Anna nodded, not paying much attention to her sister’s departure. She heard Jan leave the bathroom and scuffle around the small apartment, unpacking the few belongings they’d salvaged from the rubble of their previous home. She should be doing the same, but right now she couldn’t focus on anything except the need to contact Peter and let him know she and Jan were safe.
When Ursula returned with baby Eveline cradled in her arms, Anna said, “I’m going to join the Red Cross.”
“You…what?” Understanding hit Ursula and she said, “That would never work.”
“Of course it would. They let members of the Red Cross inside the prison camps to check up on the prisoners.”
Ursula handed the baby to Anna and heated milk on the stove. “The
International
Red Cross. And there’s no guarantee that you’d be visiting his prison camp. Besides, what would be your excuse for quitting your job as a nurse to join the Red Cross?”

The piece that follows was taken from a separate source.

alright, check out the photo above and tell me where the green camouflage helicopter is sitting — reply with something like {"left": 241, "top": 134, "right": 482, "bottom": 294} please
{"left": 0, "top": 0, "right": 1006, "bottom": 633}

“I wouldn’t need one.” Anna kissed baby Evie’s small forehead and held the five-month-old against her shoulder.
“Yes, you would,” Ursula insisted. “The minute you requested to visit a specific prisoner’s camp, they’d suspect something.”
Anna sighed, digesting the truth of her sister’s words. “I’ll find a way. I just don’t know how yet, but there’s always a way.”
Ursula filled the bottle, tested the temperature on her wrist and handed it to Anna. “I don’t agree, but knowing your stubbornness, if there is a way, you’ll be the one to find it.”
Anna adjusted the baby in her arms and stuck the bottle in her mouth. “Aunt Anna will find it, don’t you worry your pretty little head about it, Evie. I can’t wait for you to meet Uncle Peter. He’s going to fall in love with you just like everyone else has.”
She closed her eyes for a moment, firming her resolve to do whatever it took to contact Peter. It was the least she could do. Not only was he her husband, but also her best friend aside from her family. And while she was at it, she’d find a way of getting him out. Then he just had to resume his fake German identity as Peter Wolf, driver of Professor Scherer.